While also at the same time making them feel small and pathetic for not being as hip and San Franciscoish as Rebecca Solnit. The whole piece simply reeked of that “I’m better than you” just barely not spelled out implication.
She claims, “Transphobes are always warning us that if trans people live in peace and legal recognition and even have rights, there will be terrible consequences,” which has never been true, not even once.
That was one of the major faults of the piece: the outright falsehoods. Murphy then tackles the bit where Solnit says we’re all fine, and asks if “Jessica” Yaniv’s victims are fine, if the girls losing out on scholarships because boys are taking their places in sport are fine, if women in prison with violent men are fine.

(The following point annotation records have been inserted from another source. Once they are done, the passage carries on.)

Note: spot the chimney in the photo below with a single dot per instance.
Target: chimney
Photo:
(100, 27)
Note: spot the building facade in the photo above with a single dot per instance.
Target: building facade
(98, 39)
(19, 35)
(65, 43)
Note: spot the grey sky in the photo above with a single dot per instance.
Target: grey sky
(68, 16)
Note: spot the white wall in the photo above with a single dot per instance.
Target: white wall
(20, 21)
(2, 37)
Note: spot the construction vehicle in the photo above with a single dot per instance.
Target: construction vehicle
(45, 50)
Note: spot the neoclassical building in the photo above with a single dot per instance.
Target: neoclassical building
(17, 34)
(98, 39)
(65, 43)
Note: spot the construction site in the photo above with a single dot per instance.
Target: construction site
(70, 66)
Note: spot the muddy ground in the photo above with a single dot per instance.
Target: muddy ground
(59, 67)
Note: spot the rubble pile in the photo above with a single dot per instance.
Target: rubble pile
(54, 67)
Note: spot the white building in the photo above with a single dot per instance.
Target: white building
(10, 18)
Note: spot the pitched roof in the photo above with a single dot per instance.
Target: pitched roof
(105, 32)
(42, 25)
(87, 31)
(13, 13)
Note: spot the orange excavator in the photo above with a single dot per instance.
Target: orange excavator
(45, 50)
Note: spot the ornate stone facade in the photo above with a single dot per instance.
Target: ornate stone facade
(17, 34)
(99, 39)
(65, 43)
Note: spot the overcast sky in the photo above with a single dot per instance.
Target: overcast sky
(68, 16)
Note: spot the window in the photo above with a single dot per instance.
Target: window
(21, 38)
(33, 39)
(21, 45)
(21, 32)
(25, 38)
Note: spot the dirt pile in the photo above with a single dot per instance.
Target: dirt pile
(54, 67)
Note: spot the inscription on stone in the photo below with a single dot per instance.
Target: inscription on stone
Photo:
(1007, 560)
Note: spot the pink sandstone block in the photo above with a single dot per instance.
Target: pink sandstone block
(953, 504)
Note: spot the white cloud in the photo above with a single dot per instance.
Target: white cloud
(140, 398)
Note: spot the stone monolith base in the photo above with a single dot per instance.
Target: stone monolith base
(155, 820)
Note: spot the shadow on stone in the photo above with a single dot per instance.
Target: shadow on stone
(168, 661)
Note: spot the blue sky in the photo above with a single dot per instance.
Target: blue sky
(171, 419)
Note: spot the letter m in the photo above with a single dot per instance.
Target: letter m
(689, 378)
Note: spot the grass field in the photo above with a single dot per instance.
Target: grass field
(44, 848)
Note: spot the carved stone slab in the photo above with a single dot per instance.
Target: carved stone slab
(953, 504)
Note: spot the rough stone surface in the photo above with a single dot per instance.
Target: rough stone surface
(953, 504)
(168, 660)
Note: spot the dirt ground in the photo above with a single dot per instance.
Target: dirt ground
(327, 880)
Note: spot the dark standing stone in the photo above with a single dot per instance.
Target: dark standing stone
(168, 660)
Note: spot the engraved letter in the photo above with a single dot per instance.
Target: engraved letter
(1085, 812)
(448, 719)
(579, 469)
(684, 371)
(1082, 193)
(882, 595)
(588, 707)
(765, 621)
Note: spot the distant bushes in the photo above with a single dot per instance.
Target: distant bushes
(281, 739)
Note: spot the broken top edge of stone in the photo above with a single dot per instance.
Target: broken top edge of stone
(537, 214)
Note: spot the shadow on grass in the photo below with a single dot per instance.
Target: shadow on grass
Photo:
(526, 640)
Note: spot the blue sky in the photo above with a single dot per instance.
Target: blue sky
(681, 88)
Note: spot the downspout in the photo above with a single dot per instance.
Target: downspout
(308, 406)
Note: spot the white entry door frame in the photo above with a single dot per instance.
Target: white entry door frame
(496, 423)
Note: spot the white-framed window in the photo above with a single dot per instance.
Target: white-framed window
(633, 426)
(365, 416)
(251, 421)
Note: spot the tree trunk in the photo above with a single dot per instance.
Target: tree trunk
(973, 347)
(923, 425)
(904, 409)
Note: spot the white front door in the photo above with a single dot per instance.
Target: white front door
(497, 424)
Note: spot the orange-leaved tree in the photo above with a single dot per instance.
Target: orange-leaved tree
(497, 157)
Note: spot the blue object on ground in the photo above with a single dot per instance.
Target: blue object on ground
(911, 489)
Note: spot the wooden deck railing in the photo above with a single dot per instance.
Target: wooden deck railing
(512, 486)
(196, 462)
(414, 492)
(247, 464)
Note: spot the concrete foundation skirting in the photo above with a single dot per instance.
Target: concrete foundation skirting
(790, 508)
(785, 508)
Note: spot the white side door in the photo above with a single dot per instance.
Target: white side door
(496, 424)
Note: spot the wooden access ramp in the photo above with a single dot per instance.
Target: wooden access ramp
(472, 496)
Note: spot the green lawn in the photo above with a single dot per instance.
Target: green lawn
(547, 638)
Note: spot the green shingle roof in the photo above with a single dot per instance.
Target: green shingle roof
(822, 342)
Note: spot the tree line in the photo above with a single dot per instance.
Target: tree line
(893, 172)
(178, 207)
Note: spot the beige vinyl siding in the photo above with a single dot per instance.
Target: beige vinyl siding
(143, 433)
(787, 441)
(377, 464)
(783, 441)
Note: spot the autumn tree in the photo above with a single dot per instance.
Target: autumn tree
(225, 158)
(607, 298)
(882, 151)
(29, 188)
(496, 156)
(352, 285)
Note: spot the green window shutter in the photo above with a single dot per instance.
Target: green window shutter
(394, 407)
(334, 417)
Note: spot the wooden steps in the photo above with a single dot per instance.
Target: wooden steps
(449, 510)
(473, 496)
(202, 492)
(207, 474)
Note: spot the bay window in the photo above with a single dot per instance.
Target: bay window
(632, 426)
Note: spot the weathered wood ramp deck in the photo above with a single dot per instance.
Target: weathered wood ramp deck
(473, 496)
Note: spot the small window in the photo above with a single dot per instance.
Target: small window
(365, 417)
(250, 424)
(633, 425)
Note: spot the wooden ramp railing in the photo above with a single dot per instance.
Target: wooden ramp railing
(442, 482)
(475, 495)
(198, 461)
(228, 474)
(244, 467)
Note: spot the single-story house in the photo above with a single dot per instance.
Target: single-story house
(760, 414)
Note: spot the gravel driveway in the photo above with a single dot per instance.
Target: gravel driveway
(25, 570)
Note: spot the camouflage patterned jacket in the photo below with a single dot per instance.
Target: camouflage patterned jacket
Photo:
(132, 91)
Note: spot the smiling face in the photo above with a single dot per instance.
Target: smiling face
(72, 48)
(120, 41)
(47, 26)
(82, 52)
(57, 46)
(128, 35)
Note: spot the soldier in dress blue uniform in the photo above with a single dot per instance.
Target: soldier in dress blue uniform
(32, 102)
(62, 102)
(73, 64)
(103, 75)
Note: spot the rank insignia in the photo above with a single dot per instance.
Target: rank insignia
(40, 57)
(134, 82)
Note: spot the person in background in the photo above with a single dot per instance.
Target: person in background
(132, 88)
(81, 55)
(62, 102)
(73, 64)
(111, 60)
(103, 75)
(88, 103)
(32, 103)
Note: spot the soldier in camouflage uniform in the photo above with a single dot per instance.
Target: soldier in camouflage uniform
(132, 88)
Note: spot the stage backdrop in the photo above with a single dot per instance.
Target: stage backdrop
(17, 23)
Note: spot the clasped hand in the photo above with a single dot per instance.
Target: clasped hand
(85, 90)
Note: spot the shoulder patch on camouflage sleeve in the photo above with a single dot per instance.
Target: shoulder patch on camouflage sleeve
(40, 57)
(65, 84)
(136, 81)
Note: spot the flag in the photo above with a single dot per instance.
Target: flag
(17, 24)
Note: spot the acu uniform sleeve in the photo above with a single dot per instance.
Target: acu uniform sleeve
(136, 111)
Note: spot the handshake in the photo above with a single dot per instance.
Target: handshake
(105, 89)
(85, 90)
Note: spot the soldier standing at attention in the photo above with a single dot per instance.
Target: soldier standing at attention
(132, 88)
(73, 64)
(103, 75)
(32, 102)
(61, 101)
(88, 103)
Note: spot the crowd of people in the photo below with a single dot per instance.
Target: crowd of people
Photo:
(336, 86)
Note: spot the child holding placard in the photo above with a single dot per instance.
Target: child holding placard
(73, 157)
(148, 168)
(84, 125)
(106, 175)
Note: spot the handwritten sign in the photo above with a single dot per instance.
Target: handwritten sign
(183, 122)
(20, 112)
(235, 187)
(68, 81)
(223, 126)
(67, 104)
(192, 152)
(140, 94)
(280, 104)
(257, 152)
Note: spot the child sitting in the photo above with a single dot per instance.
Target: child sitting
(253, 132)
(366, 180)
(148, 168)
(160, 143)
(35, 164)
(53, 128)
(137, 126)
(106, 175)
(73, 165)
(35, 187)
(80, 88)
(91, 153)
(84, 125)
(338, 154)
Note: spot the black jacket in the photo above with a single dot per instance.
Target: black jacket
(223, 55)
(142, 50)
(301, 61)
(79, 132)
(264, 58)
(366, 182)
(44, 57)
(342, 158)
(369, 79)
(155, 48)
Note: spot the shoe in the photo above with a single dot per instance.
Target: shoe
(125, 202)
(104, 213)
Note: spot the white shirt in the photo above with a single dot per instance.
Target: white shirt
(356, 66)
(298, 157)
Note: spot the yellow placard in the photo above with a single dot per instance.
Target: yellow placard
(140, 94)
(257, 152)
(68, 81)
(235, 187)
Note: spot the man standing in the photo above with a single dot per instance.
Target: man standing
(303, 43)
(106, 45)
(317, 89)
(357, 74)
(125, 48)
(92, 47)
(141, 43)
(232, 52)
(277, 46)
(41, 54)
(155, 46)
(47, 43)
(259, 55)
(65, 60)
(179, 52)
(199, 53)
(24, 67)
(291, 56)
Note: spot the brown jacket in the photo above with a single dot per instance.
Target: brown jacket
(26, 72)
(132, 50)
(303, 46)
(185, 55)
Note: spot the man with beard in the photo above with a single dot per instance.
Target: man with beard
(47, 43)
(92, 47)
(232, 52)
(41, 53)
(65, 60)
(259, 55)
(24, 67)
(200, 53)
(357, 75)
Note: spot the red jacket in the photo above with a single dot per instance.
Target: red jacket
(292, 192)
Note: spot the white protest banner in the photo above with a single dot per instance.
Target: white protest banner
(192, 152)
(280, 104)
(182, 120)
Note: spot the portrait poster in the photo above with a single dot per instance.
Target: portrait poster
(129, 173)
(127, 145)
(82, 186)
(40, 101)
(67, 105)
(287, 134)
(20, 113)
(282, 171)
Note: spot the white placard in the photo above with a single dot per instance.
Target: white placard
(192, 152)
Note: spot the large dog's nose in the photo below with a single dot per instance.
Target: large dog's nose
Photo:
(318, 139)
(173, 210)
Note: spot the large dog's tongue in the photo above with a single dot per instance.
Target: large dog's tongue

It’s not only the fact Solnit seems to believe we should just take her word for it, but that she seems not to believe in listening to any woman who might like her word considered fairly and accurately as well. To refuse to seek out evidence to support your own claims is bad enough for someone of Solnit’s stature, but to actively misrepresent and lie about what other women say and believe is worse.
It’s all too typical though.
Since you’ve said you “like to beat everything to death”, and since I don’t recall mention of this one, there is a good open letter to Solnit by Holly Lawford-Smith here:
https://letter.wiki/conversation/897
It has a somewhat different tone than some of the other responses I’ve read, but is excellent nonetheless.
Ah thanks, I haven’t seen that.
Sackbut, thanks. I enjoyed that. And Murphy’s, too, which showed up in my email because I subscribe to feminist current.
I expect someone more articulate than me has made that point already, but it strikes me that trans women are just a new category of males that we’re expected to trust on someone else’s say-so. You’d think that collectively, we have had plenty of opportunities to realise that a male is not trustworthy just because he’s a religious leader, celebrity, children’s sports coach, teacher, charity worker, healthcare professional, beloved children’s entertainer, family man, politician, work colleague, friend, friend of a friend, or indeed, family member. But a male claiming to feel like a woman on the inside? Totally different.
Catwhisperer, you got a chuckle out of me. I like the presto chango aspect. Creepy treehouse? No thanks. Presto Chango! Transwoman’s treehouse! A-OK!
Ophelia, thanks for the link to Feminist Current. I found lots of good reading there. I especially liked this one:
https://www.feministcurrent.com/2020/08/15/dont-teach-your-kids-to-explore-gender-refuse-to-teach-them-gender-at-all/
Papito, well now you’ve cracked me up.